Alexis Tsipras ist seit zwei Jahren im Amt. Hat er Griechenland vorangebracht?
Jens Bastian: Leider nein, es waren eher zwei verlorene Jahre. Er hat nahezu alle Wahlversprechen gebrochen. Die ersten sechs Monate nach seinem Amtsantritt haben viele Griechen als einzige Katastrophe in Erinnerung. Damals gingen Tsipras und sein Finanzminister Yanis Varoufakis auf Konfrontationskurs zu den internationalen Geldgebern – mit der Folge, dass Griechenlands Austritt aus der Eurozone drohte. Seitdem bestehen Kapitalverkehrskontrollen für Privatpersonen und Unternehmen. Jeder Grieche kriegt seit Juni 2015 maximal 420 Euro pro Woche in bar am Geldautomaten.

Und das lasten die Griechen ihrem Premier an?
In den Meinungsumfragen ist er dramatisch abgerutscht. Viele haben den Eindruck, Tsipras regiere als Premierminister nur für einen bestimmten Teil der Gesellschaft, aber nicht für alle Griechen.

Alexis Tsipras und die Schuldenkrise

Was war sein größter Fehler?
Tsipras hat den Klientelismus in Griechenland zwar immer kritisiert, im Amt dann aber selbst fortgesetzt. Er hat Sympathisanten von Syriza, seiner eigenen Linkspartei, auf Schlüsselposten in der Verwaltung, Staatsunternehmen und in den Regionen gesetzt. Und mindestens genauso wichtig: Die Massenarbeitslosigkeit ist weiter hoch. Sie ist zwar von knapp 28 Prozent auf nun 23 zurückgegangen. Weiterhin sind aber über eine Million Griechen ohne Job. Bei den 15- bis 24-Jährigen liegt die Arbeitslosenquote bei über 40 Prozent, ein Spitzenwert in Europa. Das ist keine Erfolgsgeschichte für einen linken Premierminister.

Immerhin hat er den Haushalt konsolidiert. Im vergangenen Jahr hat der Primärüberschuss 2,5 Prozent der Jahreswirtschaftsleistung betragen.
Das stimmt und ist ermutigend. Der Primärüberschuss wurde aber nicht auf Basis einer steigenden Wirtschaftsleistung eingefahren, sondern vornehmlich aufgrund steigender Steuereinnahmen. Die zusätzlichen Steuerbelastungen seit Tsipras Regierungsantritt für Privathaushalte und Unternehmen sind einschneidend. Viele Unternehmen können deswegen nicht investieren, Privatleuten fehlt es an verfügbarem Einkommen, um größeren Anschaffungen machen.

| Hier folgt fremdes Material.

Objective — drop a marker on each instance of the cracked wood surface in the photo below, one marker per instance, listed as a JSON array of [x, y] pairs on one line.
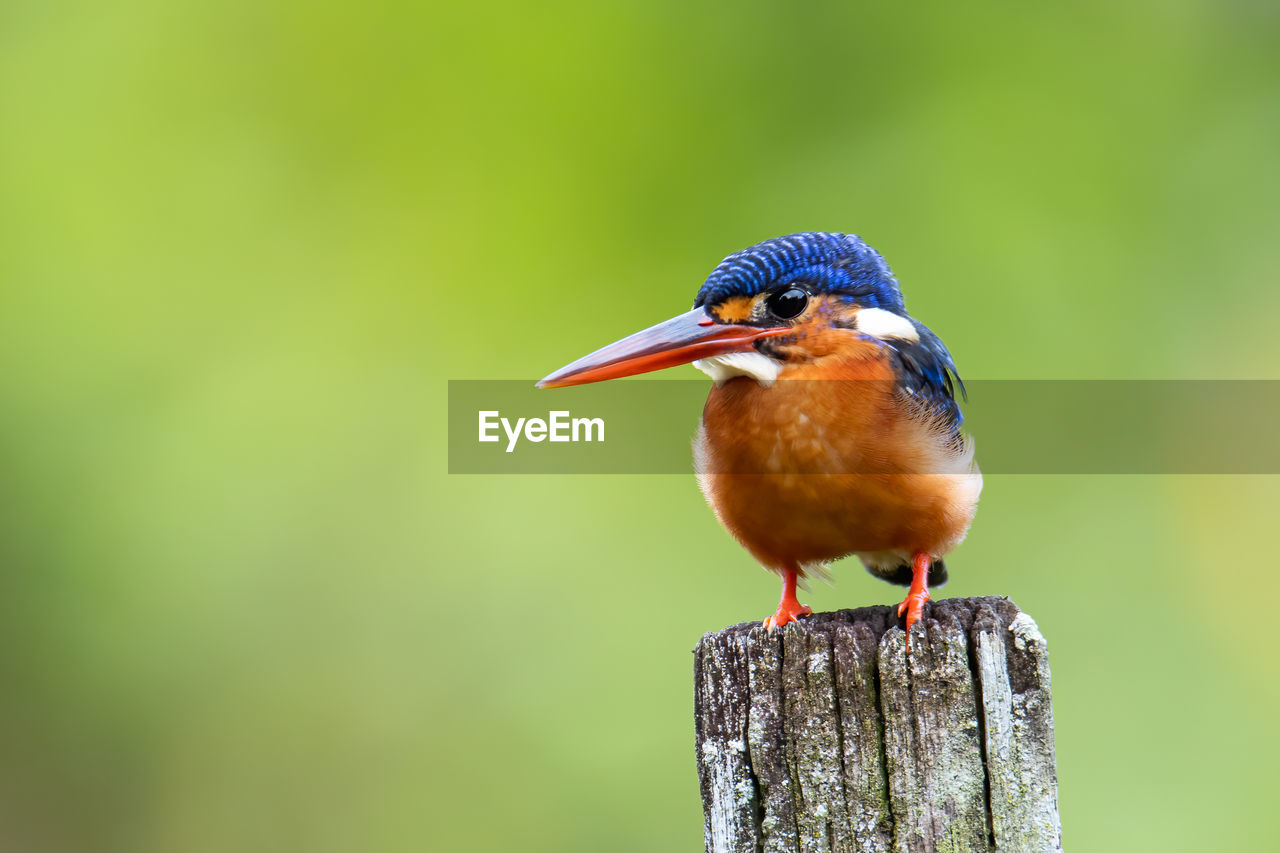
[[826, 737]]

Tsipras wurde gewählt, um genau jene Politik nicht zu machen. Warum jetzt doch?
Er selbst spricht immer von Auflagen, nie Reformen, zu denen ihn die internationalen Geldgeber zwingen würden. Als Griechenland im Sommer 2015 beinahe aus der Eurozone geschmissen wurde, unterschrieb er am Ende ein drittes Rettungsprogramm, das schlimmer war als alles, was bis dahin als Verhandlungsangebot auf dem Tisch lag. Das hat er sich mit seinem Konfrontationskurs damals selbst eingebrockt. Aber die Zeche zahlen heute Wirtschaft und Gesellschaft in Griechenland.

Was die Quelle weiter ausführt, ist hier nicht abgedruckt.